Naftali Bennett’s party edges past Likud but lead narrows from previous election.

Naftali Bennett (photo credit: REUTERS)
Naftali Bennett
(photo credit: REUTERS)
For the second election in a row, more settlers voted for Bayit Yehudi then for any other party, but the right-wing movement headed by Naftali Bennett just barely beat out the Likud, headed by Prime Minister Benjamin Netanyahu.
Data compiled by Dani Dayan, former head of the Council of Jewish Communities of Judea and Samaria and The Jerusalem Post, show that Bayit Yehudi garnered 25 percent of the settler vote, compared with 24% for the Likud. That compares with the 28% received by Bayit Yehudi and 21% by Likud in the 2013 election.
Overall, a higher number of settlers voted, 79% compared to the national average of 72%, though the actual number of settler ballots – 163,708 – represents just 3.8% of the total 4.2 million votes cast.
In the last two years, settlers have been quick to express their frustration with Netanyahu, who they felt did not do enough to support West Bank settlement building.
For example, yeshiva students may have greeted Netanyahu with song and dance during his campaign stop in the Eli settlement, but voters there overwhelming chose Bayit Yehudi at 50% compared to the 21% that supported the Likud.
The Likud did particularly well in Ma’aleh Adumim, however, with 24% of all its votes in Judea and Samaria coming from that one settlement alone. The strong showing there also helped the Likud regain steam compared to the previous election. On Tuesday, some 47% of Ma’aleh Adumim residents voted Likud, compared to 41% in the last election.
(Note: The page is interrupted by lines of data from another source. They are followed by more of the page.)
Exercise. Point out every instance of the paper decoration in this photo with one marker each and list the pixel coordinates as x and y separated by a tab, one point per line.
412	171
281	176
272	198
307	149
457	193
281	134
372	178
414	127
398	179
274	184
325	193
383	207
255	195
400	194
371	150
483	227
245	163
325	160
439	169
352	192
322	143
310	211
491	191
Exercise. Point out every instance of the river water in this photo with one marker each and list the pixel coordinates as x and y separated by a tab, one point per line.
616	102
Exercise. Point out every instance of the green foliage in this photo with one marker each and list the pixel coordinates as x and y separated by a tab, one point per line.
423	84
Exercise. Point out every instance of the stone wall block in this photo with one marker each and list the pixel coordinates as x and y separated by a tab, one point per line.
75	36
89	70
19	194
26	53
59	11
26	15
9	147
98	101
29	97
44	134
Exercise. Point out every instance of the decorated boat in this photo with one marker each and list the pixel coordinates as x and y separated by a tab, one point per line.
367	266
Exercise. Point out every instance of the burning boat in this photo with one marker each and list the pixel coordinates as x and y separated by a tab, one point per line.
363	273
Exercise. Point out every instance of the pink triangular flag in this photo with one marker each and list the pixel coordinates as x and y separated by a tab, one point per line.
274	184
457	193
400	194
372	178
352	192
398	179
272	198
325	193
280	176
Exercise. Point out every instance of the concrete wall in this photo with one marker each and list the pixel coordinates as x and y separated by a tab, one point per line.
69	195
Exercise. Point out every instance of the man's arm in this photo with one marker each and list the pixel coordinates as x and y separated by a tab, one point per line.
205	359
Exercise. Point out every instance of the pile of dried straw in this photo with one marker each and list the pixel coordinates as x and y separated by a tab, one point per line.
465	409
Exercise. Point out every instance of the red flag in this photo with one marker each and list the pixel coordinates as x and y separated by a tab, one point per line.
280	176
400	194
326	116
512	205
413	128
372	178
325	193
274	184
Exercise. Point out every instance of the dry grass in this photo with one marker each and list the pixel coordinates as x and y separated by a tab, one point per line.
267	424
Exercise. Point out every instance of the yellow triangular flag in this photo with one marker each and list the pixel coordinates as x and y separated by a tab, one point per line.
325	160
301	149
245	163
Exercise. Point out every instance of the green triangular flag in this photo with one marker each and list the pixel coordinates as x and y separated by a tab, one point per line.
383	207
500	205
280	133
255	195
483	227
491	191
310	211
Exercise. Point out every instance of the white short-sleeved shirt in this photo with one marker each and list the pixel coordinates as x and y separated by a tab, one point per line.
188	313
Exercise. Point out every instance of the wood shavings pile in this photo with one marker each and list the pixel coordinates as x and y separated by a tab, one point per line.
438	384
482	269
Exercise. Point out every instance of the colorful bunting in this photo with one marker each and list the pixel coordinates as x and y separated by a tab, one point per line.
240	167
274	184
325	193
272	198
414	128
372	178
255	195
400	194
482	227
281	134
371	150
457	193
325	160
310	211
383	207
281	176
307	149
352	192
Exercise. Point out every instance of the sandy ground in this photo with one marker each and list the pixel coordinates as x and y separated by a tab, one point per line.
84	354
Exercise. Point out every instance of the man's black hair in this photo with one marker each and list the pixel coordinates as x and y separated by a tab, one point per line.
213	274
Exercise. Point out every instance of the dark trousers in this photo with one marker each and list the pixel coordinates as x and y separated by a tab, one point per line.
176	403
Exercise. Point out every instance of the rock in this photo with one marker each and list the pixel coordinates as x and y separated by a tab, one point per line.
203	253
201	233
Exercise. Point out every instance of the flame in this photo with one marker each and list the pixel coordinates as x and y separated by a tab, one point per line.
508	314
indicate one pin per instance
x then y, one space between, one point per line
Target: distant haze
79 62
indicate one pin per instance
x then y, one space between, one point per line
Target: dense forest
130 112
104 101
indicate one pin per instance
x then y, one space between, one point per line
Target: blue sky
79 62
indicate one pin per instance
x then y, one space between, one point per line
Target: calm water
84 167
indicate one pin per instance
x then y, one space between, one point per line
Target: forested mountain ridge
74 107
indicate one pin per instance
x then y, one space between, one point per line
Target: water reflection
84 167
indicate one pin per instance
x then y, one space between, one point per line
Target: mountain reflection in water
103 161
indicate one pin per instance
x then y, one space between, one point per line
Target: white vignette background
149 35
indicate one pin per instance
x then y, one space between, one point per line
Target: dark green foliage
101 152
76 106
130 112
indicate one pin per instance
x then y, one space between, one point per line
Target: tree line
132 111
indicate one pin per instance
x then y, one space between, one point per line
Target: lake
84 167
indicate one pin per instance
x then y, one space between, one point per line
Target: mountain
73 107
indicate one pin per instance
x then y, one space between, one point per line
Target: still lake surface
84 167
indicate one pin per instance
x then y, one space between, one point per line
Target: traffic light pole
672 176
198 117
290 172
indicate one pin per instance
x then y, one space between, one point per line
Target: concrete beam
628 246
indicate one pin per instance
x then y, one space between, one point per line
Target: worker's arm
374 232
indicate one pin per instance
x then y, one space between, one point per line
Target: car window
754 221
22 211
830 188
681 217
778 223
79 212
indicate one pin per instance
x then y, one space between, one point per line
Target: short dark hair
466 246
Similarly, in Ariel, long a Likud stronghold, 46% of that city voted for the prime minister’s party. The Likud also did well in Oranit, Alfei Menashe and Givat Ze’ev.
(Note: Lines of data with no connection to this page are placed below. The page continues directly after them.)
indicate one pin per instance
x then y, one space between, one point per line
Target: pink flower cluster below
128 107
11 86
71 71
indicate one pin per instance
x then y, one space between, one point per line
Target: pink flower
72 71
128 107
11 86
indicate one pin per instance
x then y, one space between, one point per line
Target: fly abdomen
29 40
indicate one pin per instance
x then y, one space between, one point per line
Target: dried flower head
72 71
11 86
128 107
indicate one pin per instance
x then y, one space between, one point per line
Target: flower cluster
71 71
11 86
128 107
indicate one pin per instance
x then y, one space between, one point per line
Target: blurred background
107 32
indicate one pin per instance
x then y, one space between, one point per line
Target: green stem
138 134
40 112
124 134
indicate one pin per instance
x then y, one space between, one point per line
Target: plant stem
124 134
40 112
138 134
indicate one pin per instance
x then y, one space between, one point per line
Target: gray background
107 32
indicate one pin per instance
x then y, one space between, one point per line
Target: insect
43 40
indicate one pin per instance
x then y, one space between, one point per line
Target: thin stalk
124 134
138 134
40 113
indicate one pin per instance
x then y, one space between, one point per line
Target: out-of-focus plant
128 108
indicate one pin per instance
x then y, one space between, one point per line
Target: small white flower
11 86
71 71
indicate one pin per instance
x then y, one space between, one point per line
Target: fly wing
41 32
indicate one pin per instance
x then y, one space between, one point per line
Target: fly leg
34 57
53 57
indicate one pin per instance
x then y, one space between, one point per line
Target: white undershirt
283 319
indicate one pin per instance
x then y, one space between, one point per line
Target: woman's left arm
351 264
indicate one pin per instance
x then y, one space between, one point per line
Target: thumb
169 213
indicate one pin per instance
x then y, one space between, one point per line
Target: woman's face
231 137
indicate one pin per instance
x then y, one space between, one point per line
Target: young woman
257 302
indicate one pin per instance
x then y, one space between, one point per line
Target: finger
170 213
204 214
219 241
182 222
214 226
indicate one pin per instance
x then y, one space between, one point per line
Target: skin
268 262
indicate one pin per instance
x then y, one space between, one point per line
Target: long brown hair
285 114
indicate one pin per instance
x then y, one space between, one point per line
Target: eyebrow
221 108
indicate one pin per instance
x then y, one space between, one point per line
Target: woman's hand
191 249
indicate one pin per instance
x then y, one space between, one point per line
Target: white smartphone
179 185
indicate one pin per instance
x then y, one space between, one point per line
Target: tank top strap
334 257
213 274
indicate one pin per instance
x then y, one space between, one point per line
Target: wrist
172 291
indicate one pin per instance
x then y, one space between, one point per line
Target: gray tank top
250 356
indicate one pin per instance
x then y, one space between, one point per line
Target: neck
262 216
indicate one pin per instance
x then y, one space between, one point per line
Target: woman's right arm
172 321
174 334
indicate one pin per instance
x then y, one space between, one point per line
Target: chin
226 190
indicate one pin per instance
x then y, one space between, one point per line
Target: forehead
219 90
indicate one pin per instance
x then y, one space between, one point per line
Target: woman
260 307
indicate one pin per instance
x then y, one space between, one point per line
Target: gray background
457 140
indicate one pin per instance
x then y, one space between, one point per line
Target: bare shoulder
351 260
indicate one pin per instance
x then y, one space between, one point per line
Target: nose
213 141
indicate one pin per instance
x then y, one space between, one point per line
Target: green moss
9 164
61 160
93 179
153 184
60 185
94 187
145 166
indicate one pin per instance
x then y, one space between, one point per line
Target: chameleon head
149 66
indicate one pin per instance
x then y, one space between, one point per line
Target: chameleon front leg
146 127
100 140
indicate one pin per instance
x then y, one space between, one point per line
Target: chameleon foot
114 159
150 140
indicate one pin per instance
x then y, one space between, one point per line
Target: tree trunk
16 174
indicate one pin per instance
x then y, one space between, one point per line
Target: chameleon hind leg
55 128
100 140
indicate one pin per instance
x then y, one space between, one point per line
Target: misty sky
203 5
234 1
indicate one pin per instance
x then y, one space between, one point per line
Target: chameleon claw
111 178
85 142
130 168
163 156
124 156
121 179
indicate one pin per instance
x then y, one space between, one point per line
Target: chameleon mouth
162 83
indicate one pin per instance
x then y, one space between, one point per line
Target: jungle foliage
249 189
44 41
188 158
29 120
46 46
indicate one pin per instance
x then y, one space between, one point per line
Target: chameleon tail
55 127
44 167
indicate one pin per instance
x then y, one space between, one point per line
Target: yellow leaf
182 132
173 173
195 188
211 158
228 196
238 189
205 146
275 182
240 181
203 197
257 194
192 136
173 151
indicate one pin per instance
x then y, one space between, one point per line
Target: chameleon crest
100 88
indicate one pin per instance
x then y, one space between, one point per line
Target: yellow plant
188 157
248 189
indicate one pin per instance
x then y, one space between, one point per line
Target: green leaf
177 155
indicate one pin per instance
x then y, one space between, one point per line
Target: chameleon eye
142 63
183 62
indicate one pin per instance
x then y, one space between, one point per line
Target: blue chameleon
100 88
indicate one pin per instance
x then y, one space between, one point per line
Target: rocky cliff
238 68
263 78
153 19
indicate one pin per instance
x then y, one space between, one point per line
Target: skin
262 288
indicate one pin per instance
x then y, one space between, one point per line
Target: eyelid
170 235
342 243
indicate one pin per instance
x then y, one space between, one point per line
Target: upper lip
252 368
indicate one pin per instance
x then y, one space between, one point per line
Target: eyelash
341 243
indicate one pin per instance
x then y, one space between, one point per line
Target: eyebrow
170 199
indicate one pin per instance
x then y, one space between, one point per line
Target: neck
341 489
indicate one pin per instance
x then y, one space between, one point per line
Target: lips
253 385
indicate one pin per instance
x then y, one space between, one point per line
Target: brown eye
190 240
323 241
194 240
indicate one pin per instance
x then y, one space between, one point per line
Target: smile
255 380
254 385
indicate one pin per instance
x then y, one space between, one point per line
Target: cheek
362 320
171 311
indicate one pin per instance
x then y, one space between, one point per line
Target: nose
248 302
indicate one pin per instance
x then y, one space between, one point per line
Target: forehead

The Bayit Yehudi, in contrast, did well in a larger number of settlements, such as Efrat, Karnei Shomron, Kiryat Arba, Kedumim and Ofra.
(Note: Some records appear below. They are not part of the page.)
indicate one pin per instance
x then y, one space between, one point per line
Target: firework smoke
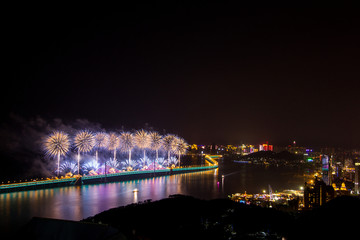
127 143
84 142
57 144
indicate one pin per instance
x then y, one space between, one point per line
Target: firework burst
169 144
114 143
57 144
84 141
156 142
101 141
142 139
180 147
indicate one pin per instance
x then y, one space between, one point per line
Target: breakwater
114 177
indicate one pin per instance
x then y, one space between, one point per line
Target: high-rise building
317 194
326 175
356 182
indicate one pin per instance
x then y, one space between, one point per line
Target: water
79 202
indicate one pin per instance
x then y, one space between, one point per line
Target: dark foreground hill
183 217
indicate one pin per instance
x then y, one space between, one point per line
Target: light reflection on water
78 202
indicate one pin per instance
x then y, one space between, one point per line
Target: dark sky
208 72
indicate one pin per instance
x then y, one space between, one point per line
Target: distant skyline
210 73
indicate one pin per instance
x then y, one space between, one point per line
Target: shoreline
96 179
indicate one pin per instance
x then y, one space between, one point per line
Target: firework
57 144
114 143
68 168
180 147
156 142
142 139
84 142
101 141
91 165
127 142
169 144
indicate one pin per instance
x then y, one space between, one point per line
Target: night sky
210 73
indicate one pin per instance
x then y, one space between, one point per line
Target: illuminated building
356 182
326 173
317 194
265 147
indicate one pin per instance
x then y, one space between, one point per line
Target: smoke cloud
21 153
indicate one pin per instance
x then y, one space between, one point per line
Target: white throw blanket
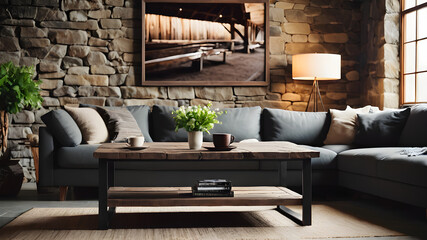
412 152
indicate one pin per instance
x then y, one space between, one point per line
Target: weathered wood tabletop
180 151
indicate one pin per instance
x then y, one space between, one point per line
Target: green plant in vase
196 120
18 91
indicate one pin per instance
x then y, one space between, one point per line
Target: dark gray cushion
120 123
414 134
338 148
63 127
401 168
81 157
141 113
242 123
163 125
381 129
326 160
363 161
308 128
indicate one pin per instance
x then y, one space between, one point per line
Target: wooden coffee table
111 196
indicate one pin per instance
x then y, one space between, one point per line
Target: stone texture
111 23
142 92
296 28
81 5
71 37
96 58
51 75
123 45
65 91
49 14
102 69
78 51
123 13
117 79
85 80
68 62
99 14
51 84
78 16
214 93
87 25
24 116
181 92
19 132
50 65
56 51
9 44
150 102
78 70
33 32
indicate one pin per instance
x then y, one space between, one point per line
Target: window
414 51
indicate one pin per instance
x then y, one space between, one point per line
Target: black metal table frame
106 180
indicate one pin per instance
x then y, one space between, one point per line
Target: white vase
195 139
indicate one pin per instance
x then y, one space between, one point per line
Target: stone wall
89 52
380 52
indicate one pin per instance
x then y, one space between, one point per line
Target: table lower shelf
181 196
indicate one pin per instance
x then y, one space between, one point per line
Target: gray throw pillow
120 123
63 128
141 113
382 129
163 125
242 123
414 133
309 128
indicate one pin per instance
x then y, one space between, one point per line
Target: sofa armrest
46 158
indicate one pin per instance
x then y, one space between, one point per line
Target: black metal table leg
306 192
305 219
102 194
111 183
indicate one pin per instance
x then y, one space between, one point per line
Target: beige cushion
90 123
343 125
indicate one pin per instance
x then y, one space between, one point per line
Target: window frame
402 52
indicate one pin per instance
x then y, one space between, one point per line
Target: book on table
213 188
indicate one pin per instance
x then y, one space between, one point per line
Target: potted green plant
18 91
196 120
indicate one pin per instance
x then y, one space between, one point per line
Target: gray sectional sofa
381 171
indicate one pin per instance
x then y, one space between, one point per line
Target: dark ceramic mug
222 140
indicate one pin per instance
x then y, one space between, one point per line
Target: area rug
329 221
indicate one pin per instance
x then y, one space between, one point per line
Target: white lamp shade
316 66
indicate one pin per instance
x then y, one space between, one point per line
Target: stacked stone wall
90 52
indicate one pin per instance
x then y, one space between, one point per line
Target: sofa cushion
327 159
381 129
163 125
81 157
401 168
298 127
63 128
120 123
90 124
343 125
338 148
414 134
141 113
242 123
363 160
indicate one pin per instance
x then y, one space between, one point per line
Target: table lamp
316 67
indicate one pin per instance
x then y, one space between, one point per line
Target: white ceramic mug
136 141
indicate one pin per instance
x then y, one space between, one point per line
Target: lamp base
315 94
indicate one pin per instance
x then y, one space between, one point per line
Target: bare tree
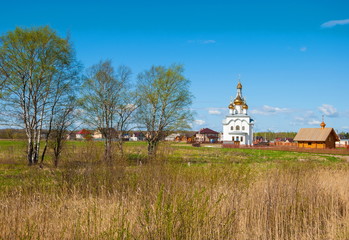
37 67
165 101
105 101
64 119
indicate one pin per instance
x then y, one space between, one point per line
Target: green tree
165 103
38 70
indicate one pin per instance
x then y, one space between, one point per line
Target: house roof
315 134
83 131
206 131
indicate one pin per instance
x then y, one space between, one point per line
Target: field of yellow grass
186 193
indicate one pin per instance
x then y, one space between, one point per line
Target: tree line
43 86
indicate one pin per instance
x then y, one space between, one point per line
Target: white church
238 125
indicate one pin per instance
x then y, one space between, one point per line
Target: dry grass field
186 193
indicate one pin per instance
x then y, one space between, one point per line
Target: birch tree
105 102
165 103
37 70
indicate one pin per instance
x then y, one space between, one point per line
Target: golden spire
239 86
238 100
322 124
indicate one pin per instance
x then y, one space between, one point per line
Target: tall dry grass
87 199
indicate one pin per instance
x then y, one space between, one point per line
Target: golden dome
238 101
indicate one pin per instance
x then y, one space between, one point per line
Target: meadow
186 193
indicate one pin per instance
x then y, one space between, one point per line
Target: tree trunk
30 152
152 148
107 150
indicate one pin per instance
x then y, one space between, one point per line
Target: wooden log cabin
317 137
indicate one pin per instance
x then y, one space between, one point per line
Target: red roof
207 131
84 132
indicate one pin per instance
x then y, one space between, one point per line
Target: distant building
137 136
83 134
206 135
172 137
101 132
317 137
238 125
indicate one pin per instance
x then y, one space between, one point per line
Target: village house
206 135
172 137
83 134
187 137
317 137
100 133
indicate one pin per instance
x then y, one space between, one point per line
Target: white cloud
314 122
214 112
199 122
334 23
208 41
269 110
328 110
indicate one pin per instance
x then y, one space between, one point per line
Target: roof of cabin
315 134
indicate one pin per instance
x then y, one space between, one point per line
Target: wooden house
317 137
206 135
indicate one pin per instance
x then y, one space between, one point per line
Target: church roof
315 134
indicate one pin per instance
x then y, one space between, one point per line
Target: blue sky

Not all of the settler votes went to the Likud and Bayit Yehudi, however.
The majority of residents in the haredi settlements of Modi’in Illit and Betar Illit voted for the ultra-religious party United Torah Judaism.
Overall, that party garnered 17% of the vote in Judea and Samaria, followed by the far-right party Yahad headed by Eli Yishai at 10% and Shas at 7%.
The Zionist Union received 5% of the settler vote, doing particularly well in settlements that also are kibbutzim and which were built by the Labor party. It also did well in some settlements close to the pre-1967 border such Har Adar, where more residents, 38%, voted for it than any other party.
Although Avigdor Liberman lives in the Nokdim settlement, he received just 2.8% of the vote in Judea and Samaria, compared to Yair Lapid’s party, Yesh Atid, which received 4.2% of the vote, and Kulanu at 3.7%.
Even in Nokdim itself, Bayit Yehudi received 39% of the vote, followed by the Likud with 28% and then Liberman’s Yisrael Beytenu with 16% of the vote.
Just before the election Liberman visited the Cave of the Patriarchs in Hebron, but didn’t actually receive any votes from that community, although two of its members voted for the Zionist Union.